Hay una sobredosis de talento en Paul Thomas Anderson, un cineasta que fácilmente hace olvidar a Quentin Tarantino, por ejemplo, y sin ofender.
Acaso porque tanto en Boogie Nights (otra belleza de filme que logró una candidatura al Oscar a mejor guión original) como en Magnolia (Oso de Oro en Berlín y tres candidaturas al Oscar) la idea de modernidad metropolitana con sus ahogos, sus combustiones, sus fracturas y desolaciones, su idea de ‘final out’ (dos de los personajes centrales, por coincidencia, están muriéndose de cáncer) y sus causas y azares con sus puntos de no retorno y sus puntos de encuentro entre las criaturas, poseen un despliegue abrumador luego de tres horas de metraje y de tantos ‘rushes’ emocionales. Hay una suerte de hondura en este largo que entrecruza historias: un hombre que agoniza (excepcional Jason Robards) a su santo enfermero (el increíble Philip Seymour Hoffman) le encarga que ubique a su hijo, último deseo de ese productor de tevé; el hijo es un performer que está en el podio con su show «Seduce y Destruye» en el cual vocifera malas palabras dentro de monólogos de una constitución misógina (ese es Tom Cruise en la mejor labor de su trayectoria actoral).
Otro individuo encarnado por el venerable Philip Baker Hall, conductor de un ‘quiz-show’, también está en frase de cuenta regresiva por otro tipo de cáncer al que está padeciendo Robards, y cuya misión ya no es el éxito de un segmento televisivo de preguntas y respuestas, sino recuperar por la vía del perdón a su hija (Melora Walters), un ángel titubeante, amurallado, cocainómana con su autoestima por los sótanos del alma humana.
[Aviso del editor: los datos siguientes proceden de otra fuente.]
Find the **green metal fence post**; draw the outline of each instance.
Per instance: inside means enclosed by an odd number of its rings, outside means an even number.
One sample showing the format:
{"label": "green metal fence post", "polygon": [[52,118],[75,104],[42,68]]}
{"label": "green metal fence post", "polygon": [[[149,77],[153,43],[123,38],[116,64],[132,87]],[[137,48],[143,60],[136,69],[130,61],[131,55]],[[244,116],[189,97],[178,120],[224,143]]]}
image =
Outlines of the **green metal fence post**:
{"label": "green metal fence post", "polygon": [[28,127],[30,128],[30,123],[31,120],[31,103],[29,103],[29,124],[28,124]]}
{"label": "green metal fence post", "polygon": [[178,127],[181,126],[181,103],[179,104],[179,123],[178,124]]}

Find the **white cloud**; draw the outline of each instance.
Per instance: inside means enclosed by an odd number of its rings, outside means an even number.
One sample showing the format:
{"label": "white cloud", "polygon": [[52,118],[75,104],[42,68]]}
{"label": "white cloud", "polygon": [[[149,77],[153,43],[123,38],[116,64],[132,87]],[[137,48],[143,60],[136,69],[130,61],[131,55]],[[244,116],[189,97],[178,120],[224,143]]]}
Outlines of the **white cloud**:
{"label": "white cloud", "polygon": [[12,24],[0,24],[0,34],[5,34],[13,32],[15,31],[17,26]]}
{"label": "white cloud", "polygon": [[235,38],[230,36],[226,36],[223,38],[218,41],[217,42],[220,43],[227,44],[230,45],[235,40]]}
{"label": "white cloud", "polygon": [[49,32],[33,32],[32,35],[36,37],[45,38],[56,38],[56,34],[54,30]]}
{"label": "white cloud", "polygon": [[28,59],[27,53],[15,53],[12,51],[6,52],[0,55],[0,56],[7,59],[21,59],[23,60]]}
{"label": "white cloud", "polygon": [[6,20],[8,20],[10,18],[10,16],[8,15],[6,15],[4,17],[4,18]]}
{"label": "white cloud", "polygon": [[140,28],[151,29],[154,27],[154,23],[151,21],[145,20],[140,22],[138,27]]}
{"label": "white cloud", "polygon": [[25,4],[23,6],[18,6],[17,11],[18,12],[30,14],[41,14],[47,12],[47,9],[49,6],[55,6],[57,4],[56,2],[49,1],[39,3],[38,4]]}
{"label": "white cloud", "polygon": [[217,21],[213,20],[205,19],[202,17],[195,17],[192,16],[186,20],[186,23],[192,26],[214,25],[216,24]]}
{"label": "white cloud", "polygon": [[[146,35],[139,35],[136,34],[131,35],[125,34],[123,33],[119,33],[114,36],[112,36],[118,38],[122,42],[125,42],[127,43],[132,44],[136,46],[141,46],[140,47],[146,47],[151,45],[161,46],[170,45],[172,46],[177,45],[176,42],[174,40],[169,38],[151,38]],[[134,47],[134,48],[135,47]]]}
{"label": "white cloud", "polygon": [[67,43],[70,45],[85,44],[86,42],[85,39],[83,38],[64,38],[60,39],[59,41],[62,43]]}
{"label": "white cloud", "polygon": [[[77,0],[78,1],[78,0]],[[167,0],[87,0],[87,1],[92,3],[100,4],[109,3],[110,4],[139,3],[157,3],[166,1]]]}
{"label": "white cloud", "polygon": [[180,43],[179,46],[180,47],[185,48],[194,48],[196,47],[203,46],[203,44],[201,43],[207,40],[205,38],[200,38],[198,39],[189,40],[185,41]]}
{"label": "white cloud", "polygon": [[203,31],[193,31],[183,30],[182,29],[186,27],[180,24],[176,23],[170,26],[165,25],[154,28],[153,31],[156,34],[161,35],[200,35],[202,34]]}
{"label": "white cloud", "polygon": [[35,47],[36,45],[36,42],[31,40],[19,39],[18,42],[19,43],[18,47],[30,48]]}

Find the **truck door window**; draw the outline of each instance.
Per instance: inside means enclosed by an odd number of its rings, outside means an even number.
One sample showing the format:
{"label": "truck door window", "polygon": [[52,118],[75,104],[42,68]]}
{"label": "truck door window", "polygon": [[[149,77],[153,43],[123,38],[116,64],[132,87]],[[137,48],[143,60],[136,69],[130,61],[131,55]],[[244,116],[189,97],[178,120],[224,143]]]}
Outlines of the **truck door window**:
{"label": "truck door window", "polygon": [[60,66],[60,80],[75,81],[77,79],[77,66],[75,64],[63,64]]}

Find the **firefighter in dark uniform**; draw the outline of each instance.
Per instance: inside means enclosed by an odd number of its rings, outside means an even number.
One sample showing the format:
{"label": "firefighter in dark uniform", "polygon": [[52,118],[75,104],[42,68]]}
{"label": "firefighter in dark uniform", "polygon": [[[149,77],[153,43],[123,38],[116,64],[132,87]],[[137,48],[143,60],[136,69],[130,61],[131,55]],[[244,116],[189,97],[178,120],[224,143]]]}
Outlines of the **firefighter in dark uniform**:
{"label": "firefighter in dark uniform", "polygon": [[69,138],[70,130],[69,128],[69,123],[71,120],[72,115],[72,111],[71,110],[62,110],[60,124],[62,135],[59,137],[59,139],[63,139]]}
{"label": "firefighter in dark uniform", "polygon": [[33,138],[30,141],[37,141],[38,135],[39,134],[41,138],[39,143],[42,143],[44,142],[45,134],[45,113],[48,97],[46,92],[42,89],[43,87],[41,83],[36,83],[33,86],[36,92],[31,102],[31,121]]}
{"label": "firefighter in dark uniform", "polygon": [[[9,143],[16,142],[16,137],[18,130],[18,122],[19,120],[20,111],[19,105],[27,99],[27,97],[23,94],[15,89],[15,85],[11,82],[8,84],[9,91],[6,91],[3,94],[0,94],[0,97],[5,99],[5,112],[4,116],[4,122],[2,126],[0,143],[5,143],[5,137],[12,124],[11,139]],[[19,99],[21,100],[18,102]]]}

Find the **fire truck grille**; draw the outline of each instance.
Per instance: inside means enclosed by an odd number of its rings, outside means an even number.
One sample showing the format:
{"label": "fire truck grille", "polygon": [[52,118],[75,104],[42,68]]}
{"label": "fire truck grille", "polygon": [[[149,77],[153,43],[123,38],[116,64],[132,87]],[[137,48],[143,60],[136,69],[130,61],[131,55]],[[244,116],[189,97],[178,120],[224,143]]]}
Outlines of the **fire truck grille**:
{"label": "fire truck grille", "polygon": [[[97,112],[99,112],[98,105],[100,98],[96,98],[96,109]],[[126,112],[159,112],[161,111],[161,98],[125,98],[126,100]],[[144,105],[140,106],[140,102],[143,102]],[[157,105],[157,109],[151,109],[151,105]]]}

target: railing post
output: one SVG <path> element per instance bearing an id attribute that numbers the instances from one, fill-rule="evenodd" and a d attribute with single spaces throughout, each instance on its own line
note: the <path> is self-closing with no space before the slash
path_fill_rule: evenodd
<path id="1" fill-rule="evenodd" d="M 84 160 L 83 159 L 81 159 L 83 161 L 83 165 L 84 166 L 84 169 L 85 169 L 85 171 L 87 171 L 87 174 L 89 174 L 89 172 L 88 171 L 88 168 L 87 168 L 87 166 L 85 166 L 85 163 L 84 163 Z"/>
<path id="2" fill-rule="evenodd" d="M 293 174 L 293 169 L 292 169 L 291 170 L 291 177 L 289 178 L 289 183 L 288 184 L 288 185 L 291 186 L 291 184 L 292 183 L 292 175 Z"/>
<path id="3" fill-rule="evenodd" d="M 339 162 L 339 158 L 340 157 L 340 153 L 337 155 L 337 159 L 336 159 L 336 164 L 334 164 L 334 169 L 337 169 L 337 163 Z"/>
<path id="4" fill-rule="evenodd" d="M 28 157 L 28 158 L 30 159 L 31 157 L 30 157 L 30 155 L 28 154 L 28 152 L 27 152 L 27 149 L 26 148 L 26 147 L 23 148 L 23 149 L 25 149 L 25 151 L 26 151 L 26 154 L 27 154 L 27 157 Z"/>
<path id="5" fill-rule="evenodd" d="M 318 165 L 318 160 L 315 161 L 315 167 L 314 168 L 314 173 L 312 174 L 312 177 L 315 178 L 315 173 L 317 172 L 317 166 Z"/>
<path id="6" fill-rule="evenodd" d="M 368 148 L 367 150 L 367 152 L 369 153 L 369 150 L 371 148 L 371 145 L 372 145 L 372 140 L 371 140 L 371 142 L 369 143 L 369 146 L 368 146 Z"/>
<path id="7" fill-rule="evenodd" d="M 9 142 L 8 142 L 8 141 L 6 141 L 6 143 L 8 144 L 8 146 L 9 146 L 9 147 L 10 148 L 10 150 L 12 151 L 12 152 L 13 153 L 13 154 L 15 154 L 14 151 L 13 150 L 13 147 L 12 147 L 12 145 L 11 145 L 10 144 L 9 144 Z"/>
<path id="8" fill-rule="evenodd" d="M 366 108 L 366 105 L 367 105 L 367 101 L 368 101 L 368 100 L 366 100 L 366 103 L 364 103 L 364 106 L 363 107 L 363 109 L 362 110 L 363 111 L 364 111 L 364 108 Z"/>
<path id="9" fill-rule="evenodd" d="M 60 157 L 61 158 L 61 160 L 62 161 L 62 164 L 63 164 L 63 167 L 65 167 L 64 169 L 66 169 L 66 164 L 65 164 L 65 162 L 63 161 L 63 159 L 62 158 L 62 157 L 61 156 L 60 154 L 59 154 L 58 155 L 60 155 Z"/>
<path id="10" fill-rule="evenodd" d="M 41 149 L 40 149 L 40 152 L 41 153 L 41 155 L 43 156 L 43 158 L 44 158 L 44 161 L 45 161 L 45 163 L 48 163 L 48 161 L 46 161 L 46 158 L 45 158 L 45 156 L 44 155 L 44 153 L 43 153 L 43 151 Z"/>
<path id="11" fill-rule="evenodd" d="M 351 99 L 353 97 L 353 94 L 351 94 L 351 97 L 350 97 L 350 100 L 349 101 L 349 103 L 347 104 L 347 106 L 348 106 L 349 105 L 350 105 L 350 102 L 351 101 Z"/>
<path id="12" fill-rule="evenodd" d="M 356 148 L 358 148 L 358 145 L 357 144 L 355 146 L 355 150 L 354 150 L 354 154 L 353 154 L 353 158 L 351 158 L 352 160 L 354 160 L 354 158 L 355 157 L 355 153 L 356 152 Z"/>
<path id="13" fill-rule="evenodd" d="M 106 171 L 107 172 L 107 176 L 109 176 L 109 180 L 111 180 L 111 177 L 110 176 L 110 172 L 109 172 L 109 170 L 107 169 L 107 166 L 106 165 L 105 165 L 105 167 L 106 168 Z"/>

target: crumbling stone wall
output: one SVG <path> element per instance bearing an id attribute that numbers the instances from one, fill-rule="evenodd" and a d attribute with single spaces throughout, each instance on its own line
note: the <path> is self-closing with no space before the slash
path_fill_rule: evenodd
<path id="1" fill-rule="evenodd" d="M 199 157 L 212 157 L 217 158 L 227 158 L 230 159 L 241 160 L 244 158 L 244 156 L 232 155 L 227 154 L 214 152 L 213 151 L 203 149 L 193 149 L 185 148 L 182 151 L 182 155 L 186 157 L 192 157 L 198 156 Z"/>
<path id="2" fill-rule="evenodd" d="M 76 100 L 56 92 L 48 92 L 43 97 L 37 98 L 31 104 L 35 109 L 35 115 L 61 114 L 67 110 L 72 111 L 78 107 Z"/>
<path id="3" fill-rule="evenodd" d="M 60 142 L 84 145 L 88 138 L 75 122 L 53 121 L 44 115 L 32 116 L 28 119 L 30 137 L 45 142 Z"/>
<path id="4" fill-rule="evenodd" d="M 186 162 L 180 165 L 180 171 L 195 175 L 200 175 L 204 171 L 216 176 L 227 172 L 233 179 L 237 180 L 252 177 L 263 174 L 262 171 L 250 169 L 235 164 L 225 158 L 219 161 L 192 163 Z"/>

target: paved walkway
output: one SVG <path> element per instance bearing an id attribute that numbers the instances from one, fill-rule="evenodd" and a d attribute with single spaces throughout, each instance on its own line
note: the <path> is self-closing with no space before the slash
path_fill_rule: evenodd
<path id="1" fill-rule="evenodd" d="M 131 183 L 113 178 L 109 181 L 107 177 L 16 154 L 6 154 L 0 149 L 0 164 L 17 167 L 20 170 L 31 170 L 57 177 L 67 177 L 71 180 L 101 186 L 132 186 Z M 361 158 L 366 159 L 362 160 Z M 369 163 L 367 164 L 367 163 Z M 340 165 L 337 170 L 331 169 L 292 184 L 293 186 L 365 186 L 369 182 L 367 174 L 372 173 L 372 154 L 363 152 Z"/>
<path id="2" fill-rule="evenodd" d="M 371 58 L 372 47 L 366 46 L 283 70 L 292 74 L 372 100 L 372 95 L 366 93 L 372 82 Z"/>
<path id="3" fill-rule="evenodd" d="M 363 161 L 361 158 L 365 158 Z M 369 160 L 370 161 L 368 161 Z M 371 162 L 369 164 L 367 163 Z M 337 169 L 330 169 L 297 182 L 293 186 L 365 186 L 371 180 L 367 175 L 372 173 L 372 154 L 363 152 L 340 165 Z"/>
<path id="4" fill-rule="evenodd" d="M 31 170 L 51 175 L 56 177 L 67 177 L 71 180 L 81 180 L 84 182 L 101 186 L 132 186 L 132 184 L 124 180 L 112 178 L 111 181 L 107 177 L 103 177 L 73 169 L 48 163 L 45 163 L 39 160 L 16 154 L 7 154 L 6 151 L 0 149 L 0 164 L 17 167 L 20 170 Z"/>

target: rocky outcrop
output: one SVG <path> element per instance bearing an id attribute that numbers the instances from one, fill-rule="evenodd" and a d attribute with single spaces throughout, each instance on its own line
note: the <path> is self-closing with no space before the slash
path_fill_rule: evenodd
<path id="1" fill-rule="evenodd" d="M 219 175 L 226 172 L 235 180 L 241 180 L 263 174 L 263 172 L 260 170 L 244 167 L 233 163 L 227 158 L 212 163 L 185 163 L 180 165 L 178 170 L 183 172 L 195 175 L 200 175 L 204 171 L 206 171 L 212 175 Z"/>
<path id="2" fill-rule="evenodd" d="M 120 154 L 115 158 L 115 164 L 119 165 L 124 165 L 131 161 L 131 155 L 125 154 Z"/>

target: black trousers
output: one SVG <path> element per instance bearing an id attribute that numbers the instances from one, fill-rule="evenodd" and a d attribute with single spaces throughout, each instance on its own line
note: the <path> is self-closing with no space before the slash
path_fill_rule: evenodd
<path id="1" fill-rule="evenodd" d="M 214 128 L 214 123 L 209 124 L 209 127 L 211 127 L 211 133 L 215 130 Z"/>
William H. Macy, es un ex niño prodigio de la televisión que actualmente persigue esa silueta calurosa que le provoque algo mejor que la palmada piadosa y algo más que esa sensación de vida errática y perdida en las nieblas de sus incertidumbres. La diosa Julianne Moore es la esposa infiel de Jason Robans que ya no se tolera a sí misma por sus infidelidades y que también busca el perdón de su esposo, pero que al no poder perdonarse a sí misma estaciona en un parking desolado e intenta cometer suicidio con un cóctel de pastillas.
Finalmente el gran John C. Reilly es el agente de policía que, sin dejar de ser otro desangelado, es un individuo del que emana humanidad y transparencia y que se enamora de la chica cocainómana.
Semejante fresco en movimiento sobre las conductas y sus efectos letales viene a ser Magnolia en su escritura visual. Seres dañados por el roce de la cotidianidad; por el impacto de sus propios desbordes o ajenos, ya no importan de aquí en más las consecuencias.
Seres dañados que desde su propia reclusión individual, de su yo particular perturbante y perturbador buscan redimirse. Seres accidentados en posición límite: a dos de ellos les espera la muerte; al resto esa sensación de que todo trastorno subrayado por un evento crucial llega a cambiar las reglas del azar y del sentido de la causalidad.
Eso es Magnolia que posee un final bíblico: historias dentro de historias que se prestan sus acentuaciones, sus gestualidades, sus acústicos y sus puntos suspensivos, mientras en la mejor escena del cine de los noventa una canción de Aimée Mann –una de esas baladas rotas que perforan el alma– une las voces de todos los personajes a medida que la cámara los registra en su hábitat en una suerte de cántico apaciguador, «porque como un rayo de rueda, todo va y viene». Con un guión filoso, una técnica deslumbrante, plena de creatividad y operística en el manejo de los personajes esta obra maestra que viene a ser Magnolia respira honestidad a torrentes. Una belleza, sinceramente.